In ogni caso, il desiderio altolocato (non del mondo reale) di soffrire, quello per cui in molti gridano ovunque: ancora professor Monti, ci tassi ancora, e applaudono alla catarsi della manovra e allo stile, anzi comprano on line, per fare prima, barche da dieci metri e seconde case perché se non ti tassa Monti non sei nessuno, l’aspirazione frivola a esserci, insomma, è stata sentimentalmente soddisfatta anche dalle lacrime (forse da crollo nervoso, forse da discussioni precedenti per la messa a punto delle misure) del ministro Elsa Fornero.
Ha regalato la mondana sensazione di fare parte di qualcosa con una grandezza tragica, almeno, di essere dentro la solidarietà nazionale, con le signore che regalano i propri gioielli alla causa come in “Via col vento”, anche se Monti non è sembrato apprezzare molto lo sfogo, la distrazione, la perdita di tempo (“Commuoviti, ma correggimi” non è stato l’equivalente di porgere un fazzoletto ricamato).
Ma le lacrime femminili sono una micidiale arma da fine di mondo, una specie di nucleare segreto nascosto dentro le palpebre. Quando lo si fa esplodere, si può contemporaneamente affondare qualunque artiglio. Funziona così, anche nelle canzonette e nelle serie tivù: lei lo lascia, e piange, lei lo ha tradito, e piange, lei si è già messa con un altro e ha portato via tutti i mobili, e piange.

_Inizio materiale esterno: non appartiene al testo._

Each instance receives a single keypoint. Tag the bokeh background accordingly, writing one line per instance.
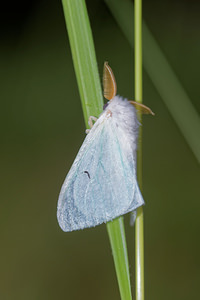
(42, 129)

Le lacrime di una donna lasciano sempre, in chi le guarda scorrere, una sensazione di passeggero stordimento e di senso di colpa. Le lacrime di Elsa Fornero hanno disarmato, per pochi istanti, le incazzature di tutti quelli (non altolocati) che si sentono usati come bancomat, e non sono affatto colpiti dalla rinuncia di Monti al suo stipendio da ministro. Il pianto veloce è il perfetto complemento della sobrietà: l’umanizzazione della catastrofe attraverso una smorfia di dolore e un paio di occhi arrossati, un sorriso nervoso, il bisogno di qualche minuto per riprendersi, nemmeno un fazzoletto. “La parte più dolorosa”, aveva detto Elsa Fornero, prima di emozionarsi. La parte più dolorosa arriva adesso.